Editor's choice
8 Nov 18

McMillan Shakespeare and Eclipx to merge

Exciting news reached the Australian fleet community today. McMillan Shakespeare (MMS) and Eclipx have announced to merge, effective Q1 2019. Eclipx currently has a market value of $735m and was recently approached by another rival, SG Fleet, which made a scrip offer for the company that at the time valued the business at $805m. The SG Fleet bid was declined by the Eclipx board, which described the offer as opportunistic.

Market Leader

Both companies are leading players in the salary packaging (MMS) and operating lease businesses (Eclipx), active in Australia, New Zealand and the United Kingdom. The merger should effectively push the company to the top of the novated lease and fleet management ranking in ANZ. The current situation in both areas is as follows (all figures as published by MMS group):

Novated Lease

  1. Smart Group: 64,000 units
  2. MMS: 63,300 units
  3. SG Fleet: 47,265 units
  4. LeasePlan: 16,000 units
  5. Eclipx: 13,059 units

Combined MMS and Eclipx volumes: 76,359 units

Operating Lease 

  1. Eclipx: 104,001 units
  2. Toyota Fleet Management: 101,000 units
  3. Custom Fleet: 100,000 units
  4. LeasePlan: 100,000 units
  5. SG Fleet: 87,515 units (this number would exclude the Government deal that SG has recently closed)
  6. Orix: 40,000 units
  7. Fleet Care: 30,000 units
  8. Smart Group: 22,000 units
  9. MMS: 21,750 units

Combined MMS and Eclipx volumes: 125,751 units

Rationale of the merger

Both companies believe that the compatibility of their businesses will generate more potential, both in products and service offering and in geographical coverage. The new business will also have a stronger balance sheet position, as liquidity and access to capital will increase. The synergies will generate, according to the MMS announcement of the merger (and therefore, conditionally) AU$ 50 million in annual additional EBIDTA within 3 years.

From a product and services point of view, MMS offers Asset Management, Group Remuneration and Retail Finance services, generating AU$ 93 million profit (UNPATA or unadjusted net profit after tax and amortisation).

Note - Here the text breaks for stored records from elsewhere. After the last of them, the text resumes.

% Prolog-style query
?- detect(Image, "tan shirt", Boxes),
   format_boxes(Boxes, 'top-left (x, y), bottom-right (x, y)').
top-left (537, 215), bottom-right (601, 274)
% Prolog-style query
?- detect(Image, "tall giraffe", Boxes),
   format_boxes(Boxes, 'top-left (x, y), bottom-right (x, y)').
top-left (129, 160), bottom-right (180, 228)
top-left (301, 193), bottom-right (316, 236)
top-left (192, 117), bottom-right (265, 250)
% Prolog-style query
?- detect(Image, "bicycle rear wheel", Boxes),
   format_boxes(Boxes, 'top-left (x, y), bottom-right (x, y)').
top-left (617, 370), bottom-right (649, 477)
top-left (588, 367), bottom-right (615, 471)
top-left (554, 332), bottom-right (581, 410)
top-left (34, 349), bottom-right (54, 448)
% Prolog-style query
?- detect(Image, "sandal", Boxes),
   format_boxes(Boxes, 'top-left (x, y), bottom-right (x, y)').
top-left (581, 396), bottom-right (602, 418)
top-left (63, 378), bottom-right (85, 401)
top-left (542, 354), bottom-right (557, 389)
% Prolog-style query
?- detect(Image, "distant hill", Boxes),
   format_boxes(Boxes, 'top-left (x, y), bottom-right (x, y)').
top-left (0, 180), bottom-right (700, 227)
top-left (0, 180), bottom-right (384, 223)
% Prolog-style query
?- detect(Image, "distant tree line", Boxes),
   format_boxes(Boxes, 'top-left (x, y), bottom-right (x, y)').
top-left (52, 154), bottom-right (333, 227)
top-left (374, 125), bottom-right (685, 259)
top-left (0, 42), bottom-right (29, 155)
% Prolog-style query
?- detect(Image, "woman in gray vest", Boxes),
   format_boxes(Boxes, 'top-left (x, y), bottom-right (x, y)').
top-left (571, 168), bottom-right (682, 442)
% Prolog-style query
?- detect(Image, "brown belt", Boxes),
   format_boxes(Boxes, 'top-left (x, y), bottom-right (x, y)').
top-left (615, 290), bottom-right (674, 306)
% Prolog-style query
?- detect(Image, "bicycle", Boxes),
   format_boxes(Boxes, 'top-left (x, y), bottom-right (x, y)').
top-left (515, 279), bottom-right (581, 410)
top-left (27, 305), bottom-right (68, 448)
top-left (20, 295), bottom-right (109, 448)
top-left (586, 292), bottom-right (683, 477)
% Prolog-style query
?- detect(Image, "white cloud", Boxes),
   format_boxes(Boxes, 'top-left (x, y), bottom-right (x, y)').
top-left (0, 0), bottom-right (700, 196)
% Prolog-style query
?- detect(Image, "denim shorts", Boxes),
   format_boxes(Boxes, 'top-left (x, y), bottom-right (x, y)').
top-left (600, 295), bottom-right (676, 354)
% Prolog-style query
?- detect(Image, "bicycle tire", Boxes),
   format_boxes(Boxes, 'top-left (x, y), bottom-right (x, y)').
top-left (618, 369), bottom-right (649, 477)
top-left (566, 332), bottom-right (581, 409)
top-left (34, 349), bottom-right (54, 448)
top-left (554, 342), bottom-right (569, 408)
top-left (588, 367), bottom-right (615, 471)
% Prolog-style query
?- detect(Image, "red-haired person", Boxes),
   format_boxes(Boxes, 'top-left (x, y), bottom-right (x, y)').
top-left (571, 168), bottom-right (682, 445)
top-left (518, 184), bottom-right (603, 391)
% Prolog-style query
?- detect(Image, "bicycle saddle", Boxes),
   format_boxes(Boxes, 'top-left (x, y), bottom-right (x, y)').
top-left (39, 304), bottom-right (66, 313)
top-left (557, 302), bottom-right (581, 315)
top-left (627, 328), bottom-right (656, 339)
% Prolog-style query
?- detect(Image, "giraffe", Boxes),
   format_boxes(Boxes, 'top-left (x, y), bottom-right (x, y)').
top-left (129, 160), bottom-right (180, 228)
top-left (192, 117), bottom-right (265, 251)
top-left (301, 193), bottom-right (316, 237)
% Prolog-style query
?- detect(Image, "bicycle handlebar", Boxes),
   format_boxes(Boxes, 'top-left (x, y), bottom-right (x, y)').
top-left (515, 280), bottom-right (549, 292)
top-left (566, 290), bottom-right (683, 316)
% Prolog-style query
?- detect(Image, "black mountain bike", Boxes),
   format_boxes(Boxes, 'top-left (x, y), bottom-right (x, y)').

Eclipx has a diversified portfolio of commercial and consumer finance, but also the retail and auction site GraysOnline and Right2Drive, a company that provides for relief vehicles after accidents, generating AU$ 78 million (NPATA).


The 2 boards will merge into one board (3 Eclipx directors will join the MMS board), Mike Salisbury and Mark Blackburn will remain respectively CEO and CFO of the group. The new company will consolidate their IT platforms, although the GraysOnline platform will be used by the 2 companies to drive end of lease returns.

A major shake-up

This is what Sydney-based Shane Curran, APAC Director at Connector, says about the merger: "If this is not a match made in heaven, it’s certainly made somewhere close by. Both businesses have a strong reputation and broad representation in the Australian fleet and leasing market, but their strengths are almost perfectly complementary. Eclipx is not especially well placed in the salary packaging and novated lease fields. At McMillan Shakespeare, it’s almost the opposite. The MMSG business is dominated by RemServ and Maxxia, two of the largest salary packaging businesses in Australia. There’s some overall vertical synergies too. Eclipx holds the GraysOnline business which supports their remarketing, while MMSG has a wide range of general finance, insurance and warranty businesses across Australia and the UK. It will be a big shake-up and will see the combined group as the largest FMO as well as being the largest novated and salary packaging provider in Australia."

Shane continues: "The difficult thing for the business now will be effectively integrating the two businesses and ensuring that they extract the best from both sides. There is an enormous amount of talent and experience in the combined business and they’ll want to make sure that they retain that."

On our question whether the merger will have effect on the development of mobility in Australia, Shane comments: "I don’t see at this stage any real mobility capability emerging in the Australian market although the effort is being made. Eclipx/MMSG are no different in this regard. I’d place the Australian market generally about 3-5 years behind Europe in terms of mobility."